| name | dspy-data |
| description | Use when you need to prepare training/dev data for DSPy optimizers — loading from CSV/JSON/HuggingFace, creating Examples, setting input keys, or building train/dev splits. Common scenarios - loading a CSV of labeled examples for optimization, converting HuggingFace datasets to DSPy format, creating train/dev/test splits, building Examples with proper input keys, converting JSON data for DSPy, or preparing evaluation datasets. Related - ai-generating-data, dspy-evaluate. Also used for dspy.Example, dspy.Dataset, load training data for DSPy, CSV to DSPy examples, HuggingFace dataset in DSPy, prepare data for optimization, input_keys in DSPy, train dev split for DSPy, how to format data for DSPy optimizer, labeled examples format, create examples from JSON, what format does DSPy expect, dataset preparation for DSPy, with_inputs in DSPy Example, build evaluation dataset. |
Work with DSPy Data: Examples, Predictions, and Datasets
Guide the user through creating, loading, and managing data for DSPy programs. Data is the fuel for DSPy optimizers — getting it right is the difference between a program that works and one that doesn't.
What are Examples
dspy.Example is DSPy's data container.
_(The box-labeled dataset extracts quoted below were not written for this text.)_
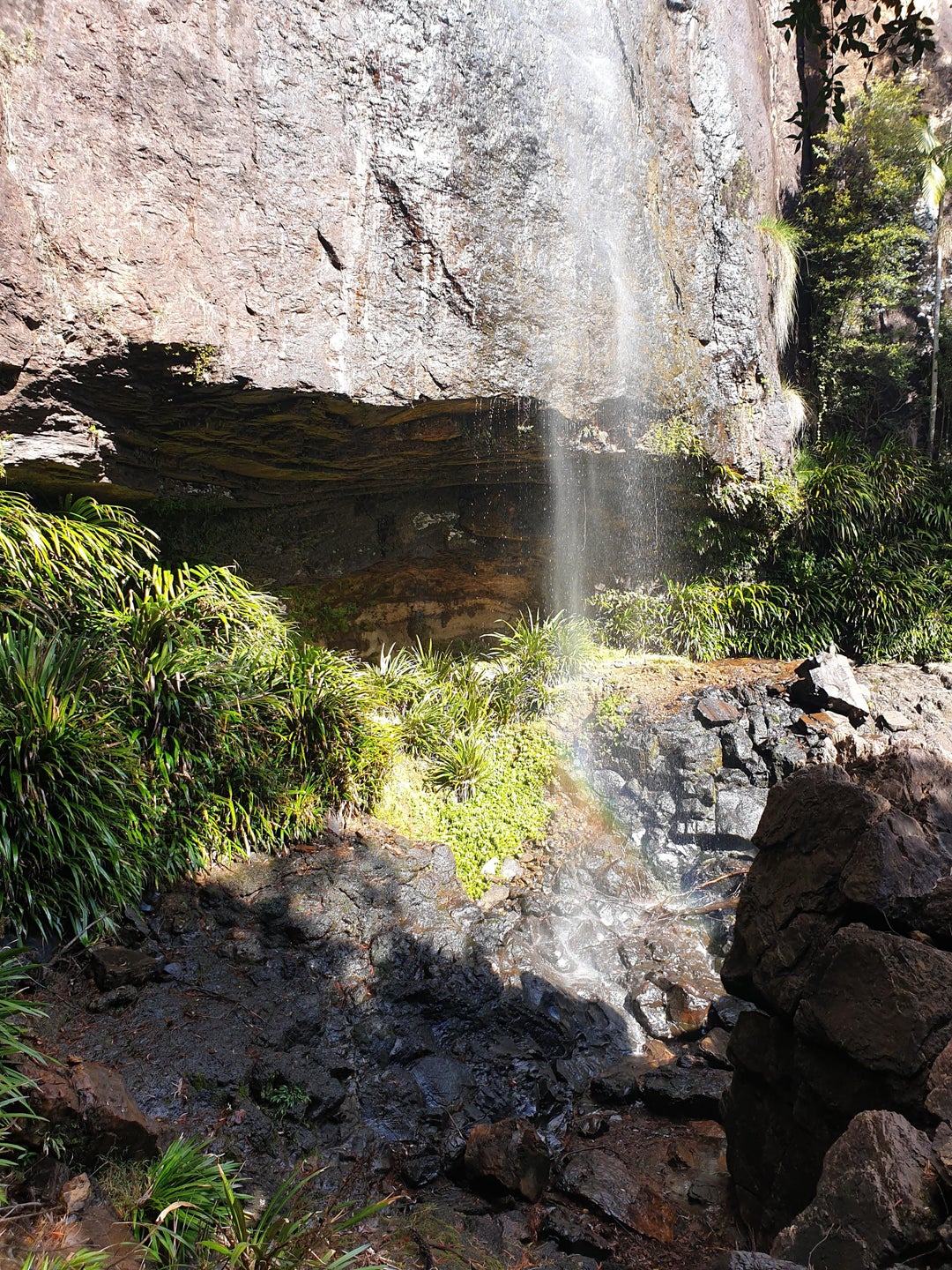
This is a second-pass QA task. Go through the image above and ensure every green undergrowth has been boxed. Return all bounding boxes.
[0,491,591,938]
[376,722,556,897]
[376,615,594,897]
[589,436,952,661]
[0,491,390,935]
[62,1138,390,1270]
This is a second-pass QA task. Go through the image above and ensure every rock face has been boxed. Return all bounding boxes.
[773,1111,941,1270]
[722,745,952,1249]
[0,0,794,630]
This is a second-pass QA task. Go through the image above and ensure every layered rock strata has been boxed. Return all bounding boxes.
[0,0,794,634]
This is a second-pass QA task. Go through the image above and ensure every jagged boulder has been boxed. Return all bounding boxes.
[790,649,869,722]
[772,1111,943,1270]
[722,748,952,1234]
Think of it as a dictionary with one extra feature: you can mark which fields are inputs and which are outputs. This distinction is critical because optimizers need to know what to feed into your program (inputs) and what to compare against (outputs).
import dspy
example = dspy.Example(question="What is DSPy?", answer="A framework for programming LMs")
print(example.question)
print(example["answer"])
Every DSPy optimizer, evaluator, and metric function expects data as a list of dspy.Example objects.
Creating Examples
Create examples with keyword arguments. Every keyword becomes a field.
ex = dspy.Example(question="What color is the sky?", answer="Blue")
ex = dspy.Example(
text="The product broke after one day",
label="negative",
category="quality",
)
ex = dspy.Example(
query="hiking trails near Portland",
results=["Forest Park", "Eagle Creek"],
count=2,
)
You can also create an Example from a dictionary:
data = {"question": "What is Python?", "answer": "A programming language"}
ex = dspy.Example(**data)
with_inputs() — marking input fields
with_inputs() tells DSPy which fields are inputs (what the program receives) and which are outputs (what the program should produce). This is required for optimizers and evaluation.
ex = dspy.Example(question="What is DSPy?", answer="A framework").with_inputs("question")
ex = dspy.Example(
context="DSPy is a Python framework...",
question="What is DSPy?",
answer="A framework for programming LMs",
).with_inputs("context", "question")
What happens without with_inputs()
If you skip with_inputs(), optimizers won't know which fields to pass to your program and which to hold back for scoring. You'll get errors or wrong results. Always call it.
How it works
After with_inputs("question"):
example.inputs() returns an Example with only {"question": "What is DSPy?"}
example.labels() returns an Example with only {"answer": "A framework"}
DSPy uses .inputs() to feed data into your module and .labels() to check the output against expected values.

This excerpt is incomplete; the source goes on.